Miss Ormiston replied, "Your father's indignation is natural, perhaps. But if you love me, it might be conquered by something else," or words to that effect. At any rate, her letter implied that as it was Bob, and not his father, who proposed to make her a wife, it was on Bob, and not on his father, that she laid the responsibility of fulfilling the promise.
But Bob was weak as water. Love had given him one brief glimpse of the real world: then his father and mother began to talk, and the covers of the Family Bible closed like gates upon his prospect. At the end of a week he wrote--"Nothing shall shake me, dear Ethel. Still, some consideration is due to them; for I am their only son."
To this Ethel Ormiston sent no answer; but reflected "And what consideration is due to me? for you are my only lover."
For a while Bob thought of enlisting, and then of earning an honest wage as a farm-labourer; but rejected both notions, because his training had not taught him that independence is better than respectability--yea, than much broadcloth. It was not that he hankered after the fleshpots, but that he had no conception of a world without fleshpots. In the end his father came to him and said--
"Will you give up this girl?"
And Bob answered--
"I'm sorry, father, but I can't."
"Very well. Rather than see this shame brought on the family, I will send you out to Australia. I have written to my friend Morris, at Ballawag, New South Wales, three hundred miles from Sydney, and he is ready to take you into his office. You have broken my heart and your mother's, and you must go."

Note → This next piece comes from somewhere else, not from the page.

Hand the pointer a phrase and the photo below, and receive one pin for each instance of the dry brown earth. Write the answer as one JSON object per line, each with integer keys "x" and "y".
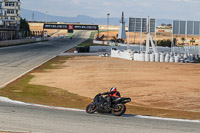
{"x": 158, "y": 85}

And Bob--this man of twenty-one or more--obeyed his father in this, and went. I can almost forgive him, knowing how the filial habit blinds a man. But I cannot forgive the letter he wrote to Miss Ormiston--whom he wished to make his wife, please remember. Nevertheless she forgave him. She had found another situation, and was working on. Her parents were dead.
Five years passed, and Bob's mother died--twelve years, and his father died also, leaving him the lion's share of the money. During this time Bob had worked away at Ballawag and earned enough to set up as lawyer on his own account. But because a man cannot play fast and loose with the self-will that God gave him and afterwards expect to do much in the world, he was a moderately unsuccessful man still when the inheritance dropped in. It gave him a fair income for life. When the letter containing the news reached him, he left the office, walked back to his house, and began to think. Then he unlocked his safe and took out Ethel Ormiston's letters. They made no great heap; for of late their correspondence had dwindled to an annual exchange of good wishes at Christmas. She was still earning her livelihood as a governess.
Bob thought for a week, and then wrote. He asked Ethel Ormiston to come out and be his wife. You will observe that the old curse still lay on him. A man--even a poor one--that was worth kicking would have gone and fetched her; and Bob had plenty of money. But he asked her to come out and begged her to cable "Yes" or "No."
She cabled "Yes." She would start within the month from Plymouth, in the sailing-ship
Grimaldi. She chose a sailing-ship because it was cheaper.
So Bob travelled down to Sydney to welcome his bride. He stepped on the
Grimaldi's deck within five minutes of her arrival, and asked if a Miss Ormiston were on board. There advanced a middle-aged woman, gaunt, wrinkled and unlovely--not the woman he had chosen, but the woman he had made.
"Ethel?" was all he found to say.
"Yes, Bob; I am Ethel. And God forgive you."
Of the change in him she said nothing; but held out her hand with a smile.
"Marry me, Bob, or send me back: I give you leave to do either, and advise you to send me back. Twelve years ago you might have been proud of me, and so I might have helped you. As it is, I have travelled far, and am tired. I can never help you now."
And though he married her, she never did.